How Can We Be Sanctified?

We do not see this question explicitly asked in Scripture, and yet the necessity of sanctification is repeatedly emphasized. Paul clearly says: “For this is the will of God, your sanctification” (1 Thessalonians 4:3). Therefore, each Christian should ask themselves the question: “Lord, what do I need to do in order to be sanctified?” Although it is God alone who can sanctify, we need to fulfill the conditions required. When we were saved, there were prerequisites present for God to do this work in our soul. Similarly, to be sanctified wholly, we need to take to heart the words in Romans 12:1, “I beseech you therefore, brethren, by the mercies of God, that you present your bodies a living sacrifice, holy, acceptable to God, which is your reasonable service.”

It is necessary to be sanctified completely in order to be better equipped for service in the Kingdom of God. Since we serve God and others by using the members of our body, sanctification is both for soul and body. Only if we are totally consecrated to God are we able to offer an acceptable and reasonable service to our Lord. 
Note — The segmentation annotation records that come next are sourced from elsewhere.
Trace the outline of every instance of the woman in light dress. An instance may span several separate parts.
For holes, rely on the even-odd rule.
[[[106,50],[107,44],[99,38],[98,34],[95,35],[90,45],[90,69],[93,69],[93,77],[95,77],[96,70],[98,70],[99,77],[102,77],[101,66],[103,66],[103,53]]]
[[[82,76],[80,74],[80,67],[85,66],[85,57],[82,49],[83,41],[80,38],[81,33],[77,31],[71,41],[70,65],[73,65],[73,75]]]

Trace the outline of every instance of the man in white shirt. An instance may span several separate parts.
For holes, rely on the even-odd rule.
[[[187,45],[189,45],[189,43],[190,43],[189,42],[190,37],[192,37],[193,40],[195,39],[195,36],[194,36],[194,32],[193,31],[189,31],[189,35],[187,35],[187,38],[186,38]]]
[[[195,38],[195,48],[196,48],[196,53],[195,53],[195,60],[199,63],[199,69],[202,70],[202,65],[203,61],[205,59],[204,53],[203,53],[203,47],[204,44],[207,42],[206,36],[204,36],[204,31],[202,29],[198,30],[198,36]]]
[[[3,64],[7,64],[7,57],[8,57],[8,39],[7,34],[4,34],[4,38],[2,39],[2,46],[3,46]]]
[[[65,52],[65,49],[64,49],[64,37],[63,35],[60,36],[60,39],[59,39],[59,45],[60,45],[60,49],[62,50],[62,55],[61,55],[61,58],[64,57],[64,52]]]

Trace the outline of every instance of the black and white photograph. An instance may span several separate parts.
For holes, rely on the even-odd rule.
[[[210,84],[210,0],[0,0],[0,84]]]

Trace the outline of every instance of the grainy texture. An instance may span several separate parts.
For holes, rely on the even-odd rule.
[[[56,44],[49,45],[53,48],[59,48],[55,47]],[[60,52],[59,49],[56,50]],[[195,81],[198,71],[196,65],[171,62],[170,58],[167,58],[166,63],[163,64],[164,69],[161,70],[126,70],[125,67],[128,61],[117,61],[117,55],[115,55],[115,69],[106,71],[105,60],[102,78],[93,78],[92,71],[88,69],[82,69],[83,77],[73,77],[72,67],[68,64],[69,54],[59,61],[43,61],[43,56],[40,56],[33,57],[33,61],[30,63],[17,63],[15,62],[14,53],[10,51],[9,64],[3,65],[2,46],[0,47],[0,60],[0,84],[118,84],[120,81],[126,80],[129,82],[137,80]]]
Romans 12:1 is an urgent plea or appeal addressed to believers. It cannot refer to those who “are dead in trespasses and sins” (Ephesians 2:1) but only to those who “have passed from death to life” (1 John 3:14), since the sacrifice must be “a living sacrifice” which is “holy.” This consecration, this sacrifice, includes dying – dying to my ego, my selfish agenda. My life now belongs to God. This is wonderfully expressed by the Apostle Paul when he says: “I have been crucified with Christ; it is no longer I who live, but Christ lives in me; and the life which I now live in the flesh I live by the faith in the Son of God, who loved me and gave Himself for me” (Galatians 2:20). 

In order for God to sanctify us fully, we must be willing to give up our own agenda. It is no longer our plans, our thoughts, our wants which we seek but God’s Kingdom. We subject our will and everything we do to His leading. 

We are sanctified by the truth

Jesus prayed to the Father and said: “Sanctify them by Your truth. Your word is truth” (John 17:17). It is only in harmony with the truth of God’s Word that we can attain this state of grace. We must have unconditional faith in the Word of God because “it is the power of God to salvation for everyone who believes” (Romans 1:16) and also “because God from the beginning chose you for salvation through sanctification by the Spirit and belief in the truth” (2 Thessalonians 2:13). Therefore, we must obey the truth. 

Obeying the truth to be sanctified completely includes what Paul outlines in 1 Thessalonians 5:15-23, “See that no one renders evil for evil to anyone, but always pursue what is good both for yourselves and for all. Rejoice always, pray without ceasing, in everything give thanks; for this is the will of God in Christ Jesus for you. Do not quench the Spirit. Do not despise prophecies. Test all things; hold fast what is good. Abstain from every form of evil. Now may the God of peace Himself sanctify you completely; and may your whole spirit, soul, and body be preserved blameless at the coming of our Lord Jesus Christ.”

The promise that Jesus gave His disciples – to ask the Father to send them the Holy Spirit – rests on the condition that they keep His commandments (John 14:15-18). Peter, too, verifies that God gives the Holy Spirit to those who obey Him (Acts 5:32). 

We need to seek, in all sincerity, to be sanctified completely.

“Ask and it will be given to you; seek, and you will find; knock, and it will be opened to you. For everyone who asks receives, and he who seeks finds, and to him who knocks it will be opened. If a son asks for bread from any father among you, will he give him a stone?     . . . If you then, being evil, know how to give good gifts to your children, how much more will your heavenly Father give the Holy Spirit to those who ask Him” (Luke 11:9-13). When the disciples were staying in Jerusalem (since Jesus told them to do so until they were filled with the Holy Spirit), we read that they “continued with one accord in prayer and supplication” (Acts 1:14). This shows us that when Jesus has promised us something, this does not relieve us from the duty to earnestly pray to God for it. It has been repeatedly experienced that when we pray earnestly, then we will receive. 

We must exercise faith

When we consecrate our lives completely to God for His service and offer ourselves to Him fully as a living sacrifice, then we have done our part. If we fulfill the Lord’s will in this way and believe His promise, then He sanctifies us through the blood of His Son. Through faith we can claim our promised “inheritance among those who are sanctified by faith” (Acts 26:18).